When you encrypt an e-mail with a html-body which has embedded images, this images are seen as normal attachments after decryption on the receiver side. After an analysis of the received e-mail I could see, that all Contentid - tags of the image describing mime-parts are blank after decryption. They were filled before encryption. So it is clear that GpgOL has just deleted them.

Details

Version
GpgOL 2.5.0 ; Microsoft® Outlook® für Microsoft 365 MSO (Version 2110 Build 16.0.14527.20270) 64 Bit; Windows 10 pro Version 2004

Event Timeline

aheinecke triaged this task as Normal priority.
aheinecke added a subscriber: aheinecke.

Yes. Sorry about that. We had multiple issues where attachments were hidden and not shown as attachments because they had a content-id but that content-id was not referenced in a way that outlook shows.

So the decision was to always show all attachments because the usability loss is less bad then accidentally hiding an attachment the user requires. We will not fully change that because we cannot be 100% sure if an attachment can be accessed when we let outlook hide it and hiding an attachment feels to users like data loss.

Still I keep this issue open because I have noticed a different issue that the references in the mail body do not work anymore and at least for the most used case of embedding images as part of a mail in the text we should improve the behavior there. We had a better handling in previous versions.

As far as I understand the problem, all content-ids are lost during processing of an email.
This process happens during the signing/encryption of an email.

Would it be possible, to move the deletion of content-ids only to the decryption of a message and add an (experimental) option to not do this (standard could be the same behaviour as currently)?
That way one could send an email with a content-id (no parsing necessary, trust the mail software you're currently using to do the right thing - fingers crossed) and use the content-id on decryption. If that doesn't work, set the experimental flag (manually) to "delete content-id = yes" and decrypt the message again, to gain access to the "lost" images.

Other options would be

  • to display a warning if there are inline images in the email.
  • an option not to automatically sign emails if they contain an inline image.

The current behaviour of sending an email and then noticing that an image is no longer displayed inline is imo improvable.

Would it be a workaround idea to double the attachments, so that the original ones would be used as reference for embedded viewing?
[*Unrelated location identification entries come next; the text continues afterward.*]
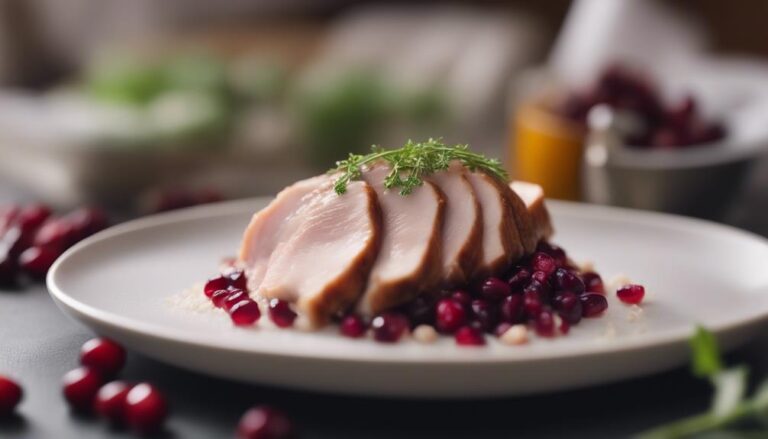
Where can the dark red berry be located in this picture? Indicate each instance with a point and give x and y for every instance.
(10, 396)
(631, 294)
(103, 355)
(245, 313)
(593, 304)
(593, 283)
(80, 386)
(215, 284)
(145, 408)
(281, 314)
(389, 327)
(110, 401)
(469, 336)
(449, 315)
(264, 422)
(37, 260)
(512, 308)
(495, 289)
(568, 306)
(352, 326)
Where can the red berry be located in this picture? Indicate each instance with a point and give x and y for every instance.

And the other to be shown?

A user also report this problem with Microsoft365 and Outlook Versions 2302 and 2208. (Exchange is the latest online-Version.)

Would it be a workaround idea to double the attachments, so that the original ones would be used as reference for embedded viewing? And the other to be shown?

Well maybe we can do this for the small usual "social media" icons that people tend to add in their signatures. But for larger files it would make it even worse that we hit the limitation of Outlook Mail sizes. The problem with touching this issue is that I am rather a slight annoyance 90% of the time, not showing the embedded images in signatures, instead of disastrously hide a real attachment, which for the user feels like "Data loss". But yes it might be time to put this issue back on the Agenda since I know that a lot of customers dislike it and I was always proud that we supported multipart/related encrypted mails.